Des détonations étaient entendues dans le quartier de Hajar al-Aswad et un témoin a affirmé avoir vu des chars se diriger vers ce quartier périphérique proche du camp de Yarmouk.

Selon l'OSDH, les corps de 14 personnes ont été découverts dans le quartier de Qaboun, dont l'armée régulière a repris le contrôle au cours des derniers jours.

Des violences ont également été signalées dans la province de Deir Ezzor (est) et dans la ville de Hama (centre), selon l'OSDH.

Sur le plan diplomatique, l'Arabie saoudite va proposer dans les prochains jours à l'Assemblée générale de l'ONU d'adopter une résolution qui fera référence à la menace de Damas d'utiliser ses armes chimiques en cas d'intervention étrangère, selon l'ambassadeur saoudien à l'ONU.

Cette initiative de l'Arabie saoudite --qui soutient l'opposition syrienne comme d'autres pays du Golfe-- fait suite à l'échec jeudi dernier au Conseil de sécurité d'une résolution occidentale menaçant Damas de sanctions.

La Russie, partenaire de longue date du régime syrien, avait bloqué, pour la troisième fois et aux côtés de la Chine, cette résolution.

A Damas, le ministère des Affaires étrangères syrien a confirmé les défections de trois diplomates: la chargée d'affaires à Chypre, Lamia Hariri, son mari, l'ambassadeur aux Emirats arabes unis Abdel Latif al-Dabbagh, et l'attaché de sécurité à l'ambassade de Syrie dans le sultanat d'Oman, Mohammad Tahsine al-Faqir.

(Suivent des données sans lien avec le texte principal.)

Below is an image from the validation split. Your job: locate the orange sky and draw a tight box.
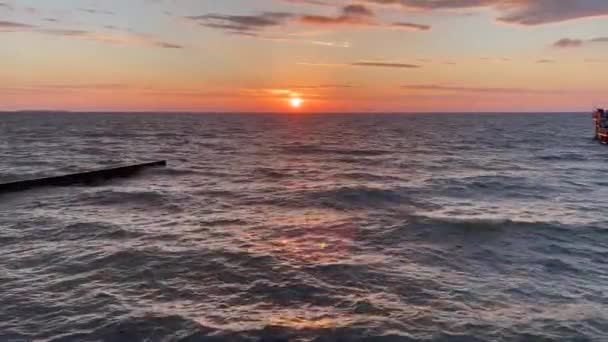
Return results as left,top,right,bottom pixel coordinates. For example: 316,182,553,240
0,0,608,112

Il a minimisé leur importance et a accusé implicitement le Qatar de les encourager.

Le 12 juillet, l'ambassadeur de Syrie à Bagdad, Nawaf Farès, avait déjà abandonné le régime

Sur le plan politique, le général dissident syrien Manaf Tlass a indiqué qu'il préparait une feuille de route pour une sortie de crise impliquant d'"honnêtes" gens au sein du régime mais sans Bachar al-Assad, dans un entretien publié jeudi par le quotidien arabe Asharq Al-Awsat.

Il a souhaité l'aide de l'Arabie saoudite et d'autres pays de la région à l'élaboration de la feuille de route.

Par ailleurs, le Premier ministre turc Recep Tayyip Erdogan a accusé le régime de Damas d'avoir "confié" plusieurs zones du nord de la Syrie au PKK et a prévenu que la Turquie pourrait exercer son droit de poursuite par-delà la frontière syrienne après une action des rebelles kurdes en territoire turc.

Plus de 19.000 personnes ont perdu la vie depuis le début en mars 2011 d'un mouvement de contestation du régime qui s'est militarisé au fil des mois.